Matchless by Gregory Maguire
"I think I'll tryyyyyy Defyiiiiiiiiing Gravity..."
Okay. Ignore me.
I love me some Gregory Maguire. He's built his writing career doing interesting, dark (even sometimes darker than the original. Those Grimm brothers be fucked up... amirite?) reimaginings of classic children's stories. One of his books even inspired a long-running, award-winning Broadway musical.
I picked up Maguire's reimagining of Hans Christian Andersen's The Little Match Girl (remember when I read that beautiful/soul-crushing book) from the clearance table of my local independent bookstore the other day. It was absolutely worth the $5.98. It's a thin, easily read book that makes you pause for a second in the middle of worrying about when you're going to take the Christmas tree down (so it's January 26th and my very real tree is still up.

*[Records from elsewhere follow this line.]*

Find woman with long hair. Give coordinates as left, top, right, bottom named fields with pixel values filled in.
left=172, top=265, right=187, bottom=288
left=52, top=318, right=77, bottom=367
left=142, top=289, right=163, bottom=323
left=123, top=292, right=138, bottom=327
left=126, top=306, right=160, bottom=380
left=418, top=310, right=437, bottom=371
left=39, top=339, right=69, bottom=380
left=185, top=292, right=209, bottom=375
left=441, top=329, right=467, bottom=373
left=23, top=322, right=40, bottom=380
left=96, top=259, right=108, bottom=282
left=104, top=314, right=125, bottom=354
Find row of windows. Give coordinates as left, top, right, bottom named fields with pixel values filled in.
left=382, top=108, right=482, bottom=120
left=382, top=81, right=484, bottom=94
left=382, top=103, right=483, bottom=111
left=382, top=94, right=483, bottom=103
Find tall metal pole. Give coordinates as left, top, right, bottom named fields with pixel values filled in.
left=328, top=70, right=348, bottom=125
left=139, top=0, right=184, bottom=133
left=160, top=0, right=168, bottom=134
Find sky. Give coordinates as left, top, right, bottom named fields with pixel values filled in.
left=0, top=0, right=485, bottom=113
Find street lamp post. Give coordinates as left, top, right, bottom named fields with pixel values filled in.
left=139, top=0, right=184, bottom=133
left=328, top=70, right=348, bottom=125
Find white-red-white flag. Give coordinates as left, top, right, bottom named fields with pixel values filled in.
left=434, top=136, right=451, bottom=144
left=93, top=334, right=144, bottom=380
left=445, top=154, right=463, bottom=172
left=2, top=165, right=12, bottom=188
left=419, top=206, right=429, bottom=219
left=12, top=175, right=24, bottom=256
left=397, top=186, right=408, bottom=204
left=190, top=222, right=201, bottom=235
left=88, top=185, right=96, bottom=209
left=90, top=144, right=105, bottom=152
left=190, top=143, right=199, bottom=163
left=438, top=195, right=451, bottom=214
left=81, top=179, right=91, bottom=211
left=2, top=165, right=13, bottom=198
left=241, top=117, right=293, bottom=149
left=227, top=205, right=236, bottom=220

Don't judge me!), when you're going to finish Absalom, Absalom!, when you're going to remember to get your oil changed. Artfully and simply illustrated, the story of The Little Match Girl intersects with a poor little boy and their lives are changed forever as their paths cross. Maguire's language is beautiful and sparse, just as you would imagine the lives of his characters to be.
The beloved New York Times bestselling author of Wicked reimagines Andersen's "The Little Match Girl" for modern readers, putting a new twist on a timeless classic.
In Matchless, Gregory Maguire adds a different dimension to the story, exquisitely intertwining the match girl's tale with that of Frederik, a young boy who builds a city out of trash, and whose yearnings are the catalyst for a better future for himself and his family. Maguire uses his storytelling magic to rekindle Andersen's original intentions, suggesting transcendence, the permanence of spirit, and the continuity that links the living and the dead.